When compared with dairy products, the plant milk options are healthier and a great alternative to help with baking, and eating in cereals. Consider almond, soy, oat, rice, coconut, and cashew milk.

In baking, use applesauce as an oil substitute the ratio is 1:1.

For eggs in baking use ground flax seed (1 TBSP ground flax to 3 TBSP water) and it acts as a binder but leaves brown specks in the product.

Greens, Beans, Onions, Mushrooms, Berries and Seeds: Dr. Fuhrman’s daily recommendation to get nutrition packed foods every day. Notice that greens are first because they are the most packed with nutrients.

Yes. Oxalate containing greens like spinach, Swiss chard and beet greens are good but if you over do it. Limit intake of these greens to about 1 cup per week. Instead focus on arugula, kale and collards which have no/low oxalate. Typically vegans/vegetarians have multiple reasons that prevent kidney stones so this shouldn’t be a problem unless you have a genetic risk. Here is a video explaining oxalate.

Ideally eat whole foods. When eating packaged foods, look at the nutrition label for a less than 5:1 Carb to Fiber ratio per serving. This helps to clarify what is high in fiber.  Example: In 2 slices of “Wonderbread” there are 27g carbs and 2.7g of fiber. This ratio is 10:1 which is high carb with very little fiber and best avoided if possible. Video Explainer here.

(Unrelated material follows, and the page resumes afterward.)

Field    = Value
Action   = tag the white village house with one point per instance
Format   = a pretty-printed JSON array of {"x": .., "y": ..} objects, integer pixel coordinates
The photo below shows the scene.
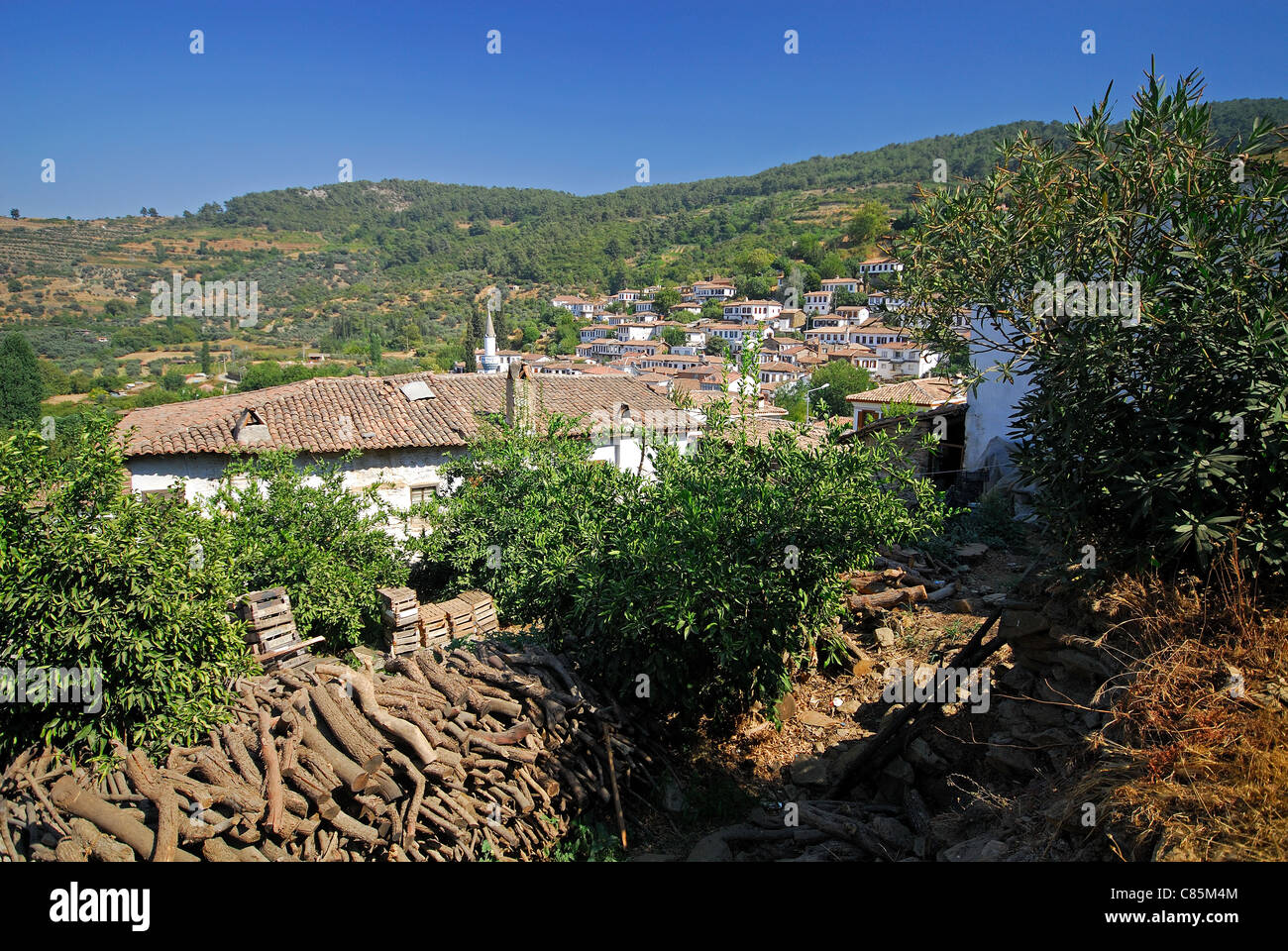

Diet is more important than exercise for weight loss because you can easily / accidentally eat too many calories. Trying to exercise these calories off is much harder than simply avoiding them. Also, exercise should not be an excuse to eat poorly. Remember that there are more dietary concerns than simply weight, including inflammation, dietary toxins and carcinogens to avoid.

I recommend supplements that have been tested by third parties that are proven to contain the advertised substance and to not contain known harmful substances such as lead or mercury. Use supplements that have been cleared by USP (U.S. Pharmacopeia) such as NatureMade or Kirkland brand. If choose to buy a supplement — look for a third party verification program.